OVERLAND PARK, Kan. -- Careless discard of smoking materials is the official cause of a fire that came close to killing a woman in Overland Park.
The fire happened Monday night at the Four Seasons Apartments on 87th Street near Antioch Road.
The woman is in critical condition but survived thanks to firefighters and an Overland Park police officer who put their lives in danger to get her out.
The Overland Park Police Department has only had body cams for 2 or 3 months. Sgt. Tim Tinnin was the first person on scene, and the video his body cam recorded is remarkable.
It shows Tinnin using a battering ram to bust open the door of the apartment, releasing a huge cloud of smoke. With the report of a woman inside, Tinnin reluctantly backed away, coughing and choking from the smoke.
But that wasn’t the end of it.
Tinnin tried two more times to get in, once using a fire extinguisher to try and push through the smoke and fire. He called for the fire department to hurry up and prayed there was no one actually inside of the apartment.
Gasping for breath, Tinnin kept at it for more than three minutes until firefighters arrived.
“It's rolling! I can't get up there! I blew the door open but I can't get in. There's too much smoke!” Tinnin told responding firefighters.
It was a desperate feeling, said Overland Park Police Officer John Lacy, who spoke to Tinnen after the fire.
“He felt a little hopeless at the time,” Lacy said. “He knew that someone was inside that he couldn't get inside just due to the fact the smoke was very, very heavy. He couldn't breathe.”
Fire officials said there were no working smoke detectors in the apartment, and smoke builds fast, especially in the first few minutes of a fire.
“And in that amount of time, like when we arrived the other night, there's smoke floor to ceiling," Overland Park Fire Capt.
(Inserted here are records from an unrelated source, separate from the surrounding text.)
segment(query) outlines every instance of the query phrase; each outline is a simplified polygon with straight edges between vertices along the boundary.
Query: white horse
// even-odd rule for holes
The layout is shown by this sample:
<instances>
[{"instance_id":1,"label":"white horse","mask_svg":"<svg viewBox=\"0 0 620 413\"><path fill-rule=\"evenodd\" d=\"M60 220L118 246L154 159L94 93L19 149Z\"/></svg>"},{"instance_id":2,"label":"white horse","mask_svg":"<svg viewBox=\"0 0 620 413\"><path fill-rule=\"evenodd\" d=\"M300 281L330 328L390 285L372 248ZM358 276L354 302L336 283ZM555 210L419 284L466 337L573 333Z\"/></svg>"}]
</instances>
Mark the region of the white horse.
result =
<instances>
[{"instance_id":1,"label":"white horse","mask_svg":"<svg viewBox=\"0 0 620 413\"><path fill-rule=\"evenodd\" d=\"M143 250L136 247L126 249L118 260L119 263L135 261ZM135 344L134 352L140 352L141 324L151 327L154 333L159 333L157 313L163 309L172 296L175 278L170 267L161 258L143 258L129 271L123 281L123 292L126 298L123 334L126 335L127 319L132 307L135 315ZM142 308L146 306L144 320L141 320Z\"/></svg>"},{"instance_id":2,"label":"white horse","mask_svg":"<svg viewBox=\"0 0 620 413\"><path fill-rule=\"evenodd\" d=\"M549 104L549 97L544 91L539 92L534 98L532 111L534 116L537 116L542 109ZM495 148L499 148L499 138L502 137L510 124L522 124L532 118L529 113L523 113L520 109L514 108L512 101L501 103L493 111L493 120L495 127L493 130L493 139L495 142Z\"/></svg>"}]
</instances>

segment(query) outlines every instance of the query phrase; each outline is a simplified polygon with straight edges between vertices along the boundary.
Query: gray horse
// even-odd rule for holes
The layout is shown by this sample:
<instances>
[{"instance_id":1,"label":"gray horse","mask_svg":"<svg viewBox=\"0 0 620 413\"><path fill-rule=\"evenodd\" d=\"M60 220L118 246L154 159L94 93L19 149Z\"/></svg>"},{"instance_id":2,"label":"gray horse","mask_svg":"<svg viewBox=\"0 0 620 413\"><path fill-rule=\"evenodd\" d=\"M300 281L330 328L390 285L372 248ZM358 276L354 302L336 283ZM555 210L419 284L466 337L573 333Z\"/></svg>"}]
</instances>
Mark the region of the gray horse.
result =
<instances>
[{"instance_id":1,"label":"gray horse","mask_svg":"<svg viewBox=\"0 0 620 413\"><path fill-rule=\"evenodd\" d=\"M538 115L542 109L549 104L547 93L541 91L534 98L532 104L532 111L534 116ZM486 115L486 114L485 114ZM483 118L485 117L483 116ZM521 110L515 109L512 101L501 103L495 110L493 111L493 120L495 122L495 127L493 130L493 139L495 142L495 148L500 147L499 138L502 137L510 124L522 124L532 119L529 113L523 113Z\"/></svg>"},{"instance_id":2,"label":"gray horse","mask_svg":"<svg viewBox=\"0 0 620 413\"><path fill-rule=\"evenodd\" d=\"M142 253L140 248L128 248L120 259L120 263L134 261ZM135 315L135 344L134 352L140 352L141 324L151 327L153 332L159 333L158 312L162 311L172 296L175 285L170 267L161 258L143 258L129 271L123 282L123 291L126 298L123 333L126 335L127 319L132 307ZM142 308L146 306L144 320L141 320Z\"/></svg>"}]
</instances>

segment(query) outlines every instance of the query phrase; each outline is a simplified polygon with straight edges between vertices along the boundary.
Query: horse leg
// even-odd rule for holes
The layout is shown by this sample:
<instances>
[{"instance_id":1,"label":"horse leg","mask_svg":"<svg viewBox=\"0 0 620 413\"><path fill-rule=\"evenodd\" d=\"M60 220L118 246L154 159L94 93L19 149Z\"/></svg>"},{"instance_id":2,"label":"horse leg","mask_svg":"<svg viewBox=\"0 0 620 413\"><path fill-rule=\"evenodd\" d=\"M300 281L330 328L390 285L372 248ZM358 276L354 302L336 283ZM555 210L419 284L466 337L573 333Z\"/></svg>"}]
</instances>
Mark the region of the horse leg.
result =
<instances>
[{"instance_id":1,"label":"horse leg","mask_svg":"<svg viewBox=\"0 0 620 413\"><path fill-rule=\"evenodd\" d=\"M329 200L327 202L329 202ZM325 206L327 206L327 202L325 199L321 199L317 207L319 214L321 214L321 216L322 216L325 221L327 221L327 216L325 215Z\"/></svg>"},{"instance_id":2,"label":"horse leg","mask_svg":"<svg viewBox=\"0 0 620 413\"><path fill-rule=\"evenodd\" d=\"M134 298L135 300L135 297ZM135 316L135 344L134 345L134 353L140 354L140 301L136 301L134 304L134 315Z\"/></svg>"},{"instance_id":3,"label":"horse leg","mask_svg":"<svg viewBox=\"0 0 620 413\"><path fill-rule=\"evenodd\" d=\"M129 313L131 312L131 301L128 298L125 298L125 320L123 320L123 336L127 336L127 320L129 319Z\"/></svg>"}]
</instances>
Jason Houghton said. "A lot of heat in the building and making it very, very difficult for someone to try and self-rescue themselves at that point."
Responding firefighters took over the rescue effort, crawling on their hands and knees through the smoke-filled apartment to rescue the woman, found in critical condition from smoke inhalation.
“A smoke detector might have changed everything,” Houghton said. “In all honesty it is frustrating to see how something so simple and how much it could change and affect somebody being saved."
Less then 48 hours later, Overland Park firefighters responded to another fire at 87th and Horton. There were no working smoke detectors there either, but the woman who lives there made it out OK.
All metro fire departments give out smoke detectors for free, even if you're renting your home or apartment. Some departments even install them.
If you have any questions about smoke detectors, how to test them, how to change the batteries or anything else, call your local fire department and they'll be more than happy to help.